4: Scott acted guilty, as if he knew Laci wasn’t coming home. He sold her car.

5: Scott drove to the Berkeley Marina several times after Laci disappeared.

How the Prosecution in this case plans to make the weakest capital murder case in history last 5 months is beyond me. They don’t have any scientific forensic evidence to bore the jury with like the Prosecution did in the OJ Simpson trial. They don’t have a bloody scene to move the jury to convict on pure revulsion, like the prosecution did when Sam Shepard was wrongly convicted of killing his wife back in the 50s in Ohio. They don’t have Jack, except a tedious parade of witnesses who are going to get on the stand, stamp their little feet and emphatically insist Scott Peterson killed his wife and unborn baby because he just acted guilty – and not a scintilla of anything more substantial than that.

I’m not taking a position on whether I think Peterson is guilty. I really don’t know, so I can’t. Bill O’Reilly announced to his audience on Fox News this evening, the very first day the trial began, that he thinks Peterson is guilty, thus cementing once and for all in my mind that Bill O’Reilly is a complete idiot.

No, it’s not a question of whether I think Peterson is guilty of killing Laci and son Connor, it is the fact that this case is so weak that no responsible American juror would vote to convict Peterson and sentence him to death on evidence this flimsy.

As I’ve written previously regarding this case, reasonable doubt inexorably corrupted the Prosecution’s case when it was publicly revealed that Scott Peterson had gone boating/fishing off the Berkeley Marina the day Laci went missing, and weeks before Laci and Connor’s bodies washed ashore several miles away.

If that fact had not been publicly revealed, I’d have a hard time seeing Peterson as innocent. But with that information widely reported, anyone who held Laci or her body knew right where to dump her body when things calmed down, and preferably at night or in stormy weather.
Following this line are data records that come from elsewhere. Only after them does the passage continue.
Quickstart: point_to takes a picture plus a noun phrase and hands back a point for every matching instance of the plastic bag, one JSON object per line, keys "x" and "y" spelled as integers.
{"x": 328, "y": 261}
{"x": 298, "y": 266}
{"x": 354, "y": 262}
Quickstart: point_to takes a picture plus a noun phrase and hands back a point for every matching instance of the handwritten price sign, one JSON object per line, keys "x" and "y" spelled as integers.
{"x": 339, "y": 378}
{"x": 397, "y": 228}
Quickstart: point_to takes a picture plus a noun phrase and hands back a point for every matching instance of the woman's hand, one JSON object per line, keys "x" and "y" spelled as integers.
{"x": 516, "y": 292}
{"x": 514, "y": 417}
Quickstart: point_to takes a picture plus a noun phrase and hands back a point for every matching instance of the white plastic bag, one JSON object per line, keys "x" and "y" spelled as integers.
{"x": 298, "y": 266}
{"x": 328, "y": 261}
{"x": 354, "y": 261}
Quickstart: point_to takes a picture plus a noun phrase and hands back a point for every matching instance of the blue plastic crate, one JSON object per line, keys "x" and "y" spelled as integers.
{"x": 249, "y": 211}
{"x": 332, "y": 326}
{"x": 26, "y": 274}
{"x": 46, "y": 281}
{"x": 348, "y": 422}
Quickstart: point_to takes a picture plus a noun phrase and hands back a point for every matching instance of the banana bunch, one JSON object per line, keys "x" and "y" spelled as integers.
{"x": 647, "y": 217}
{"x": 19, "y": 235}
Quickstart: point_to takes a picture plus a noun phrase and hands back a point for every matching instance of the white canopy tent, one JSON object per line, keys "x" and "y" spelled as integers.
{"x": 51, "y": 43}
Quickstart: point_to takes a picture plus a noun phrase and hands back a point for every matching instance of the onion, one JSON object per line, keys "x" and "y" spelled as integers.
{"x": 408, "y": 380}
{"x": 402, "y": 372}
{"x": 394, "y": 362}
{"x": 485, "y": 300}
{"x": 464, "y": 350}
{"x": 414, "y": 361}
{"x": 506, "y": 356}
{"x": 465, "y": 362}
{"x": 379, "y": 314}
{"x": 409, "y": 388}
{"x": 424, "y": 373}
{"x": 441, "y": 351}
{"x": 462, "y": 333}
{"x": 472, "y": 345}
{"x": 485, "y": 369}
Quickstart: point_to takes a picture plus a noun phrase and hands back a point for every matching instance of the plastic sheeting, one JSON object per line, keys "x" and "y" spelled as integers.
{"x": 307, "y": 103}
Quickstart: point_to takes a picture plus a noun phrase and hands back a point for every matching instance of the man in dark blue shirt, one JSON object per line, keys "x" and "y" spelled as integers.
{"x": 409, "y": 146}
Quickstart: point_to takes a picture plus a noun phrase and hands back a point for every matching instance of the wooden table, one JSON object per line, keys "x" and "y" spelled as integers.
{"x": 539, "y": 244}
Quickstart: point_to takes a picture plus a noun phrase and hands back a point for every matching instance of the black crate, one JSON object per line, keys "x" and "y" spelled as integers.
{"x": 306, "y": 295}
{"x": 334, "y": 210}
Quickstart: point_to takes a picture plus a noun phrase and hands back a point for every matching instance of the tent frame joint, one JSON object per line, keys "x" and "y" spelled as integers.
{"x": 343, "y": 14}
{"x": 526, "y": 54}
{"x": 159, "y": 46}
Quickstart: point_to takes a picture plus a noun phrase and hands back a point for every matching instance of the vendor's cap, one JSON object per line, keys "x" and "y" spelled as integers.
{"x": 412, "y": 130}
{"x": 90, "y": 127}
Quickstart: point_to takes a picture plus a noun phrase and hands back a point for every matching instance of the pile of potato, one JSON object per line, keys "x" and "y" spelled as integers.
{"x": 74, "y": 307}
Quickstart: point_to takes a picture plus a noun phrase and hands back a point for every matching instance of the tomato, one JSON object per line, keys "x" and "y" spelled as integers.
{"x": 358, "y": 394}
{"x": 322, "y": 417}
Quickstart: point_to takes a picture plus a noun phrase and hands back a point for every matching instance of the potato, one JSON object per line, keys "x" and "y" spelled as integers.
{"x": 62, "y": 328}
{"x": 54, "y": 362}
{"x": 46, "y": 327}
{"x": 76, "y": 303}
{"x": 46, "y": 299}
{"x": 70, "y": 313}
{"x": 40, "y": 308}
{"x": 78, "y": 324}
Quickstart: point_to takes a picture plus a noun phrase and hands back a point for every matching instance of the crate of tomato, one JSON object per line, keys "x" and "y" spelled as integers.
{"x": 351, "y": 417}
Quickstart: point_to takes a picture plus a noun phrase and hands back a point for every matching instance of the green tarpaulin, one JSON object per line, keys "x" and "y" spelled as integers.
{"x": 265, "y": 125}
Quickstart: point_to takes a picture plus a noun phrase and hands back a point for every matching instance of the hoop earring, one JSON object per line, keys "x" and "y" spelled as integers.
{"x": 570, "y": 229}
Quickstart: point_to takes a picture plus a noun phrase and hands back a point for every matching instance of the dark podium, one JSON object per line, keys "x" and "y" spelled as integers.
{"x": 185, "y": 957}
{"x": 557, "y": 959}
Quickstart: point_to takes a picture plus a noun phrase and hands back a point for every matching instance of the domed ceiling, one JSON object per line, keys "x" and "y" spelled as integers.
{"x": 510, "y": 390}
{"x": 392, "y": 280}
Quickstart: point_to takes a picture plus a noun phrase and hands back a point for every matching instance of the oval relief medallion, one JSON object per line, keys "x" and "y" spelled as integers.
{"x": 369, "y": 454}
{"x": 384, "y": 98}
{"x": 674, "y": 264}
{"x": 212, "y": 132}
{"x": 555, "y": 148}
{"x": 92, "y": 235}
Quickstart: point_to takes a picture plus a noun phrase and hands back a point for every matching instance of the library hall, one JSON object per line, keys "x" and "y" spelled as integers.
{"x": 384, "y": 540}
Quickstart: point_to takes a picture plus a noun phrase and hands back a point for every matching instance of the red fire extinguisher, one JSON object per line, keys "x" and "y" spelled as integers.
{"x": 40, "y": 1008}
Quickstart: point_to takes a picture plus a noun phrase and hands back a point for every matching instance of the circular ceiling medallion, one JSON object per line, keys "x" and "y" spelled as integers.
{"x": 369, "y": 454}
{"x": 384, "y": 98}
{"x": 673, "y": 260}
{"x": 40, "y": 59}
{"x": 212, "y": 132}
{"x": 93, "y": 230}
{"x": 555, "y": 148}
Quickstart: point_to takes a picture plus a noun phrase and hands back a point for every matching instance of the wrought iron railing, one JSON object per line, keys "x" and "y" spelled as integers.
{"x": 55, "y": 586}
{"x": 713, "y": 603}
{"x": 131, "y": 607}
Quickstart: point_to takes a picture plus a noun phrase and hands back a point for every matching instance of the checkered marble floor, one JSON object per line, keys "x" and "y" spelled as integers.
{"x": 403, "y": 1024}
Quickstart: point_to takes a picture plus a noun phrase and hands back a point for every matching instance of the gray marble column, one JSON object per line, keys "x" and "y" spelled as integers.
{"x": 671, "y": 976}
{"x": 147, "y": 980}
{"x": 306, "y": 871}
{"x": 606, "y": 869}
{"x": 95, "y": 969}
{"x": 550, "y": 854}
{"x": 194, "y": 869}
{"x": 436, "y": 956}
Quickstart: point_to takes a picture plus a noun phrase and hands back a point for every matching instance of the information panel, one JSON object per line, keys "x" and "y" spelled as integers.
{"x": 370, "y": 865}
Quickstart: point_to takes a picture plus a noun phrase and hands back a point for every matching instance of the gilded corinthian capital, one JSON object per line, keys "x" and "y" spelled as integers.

That aspect of this case blew the doors wide open for reasonable doubt, and particularly in view of the fact no evidence of a crime scene exists, and no other evidence of Scott Peterson’s involvement in Laci’s death or the disposition of her body has been found. Nothing.

On the other hand, Laci’s dog was found wandering with its leash attached. One witness will testify she saw Laci walking her dog, and another witness claims he saw Laci with two suspicious men.

If there ever was a case where a man could be wrongly convicted for murder, this is it, and this is how it happens.

People and irresponsible jurors of a like-mind with Bill O’Reilly will insist it must be Peterson to the exclusion of all others, just like the jurors did in the Sam Shepard case, and even though they could not possibly come to that conclusion based on the evidence presented.

It will be interesting, and possibly horrifying, to see how this case plays out.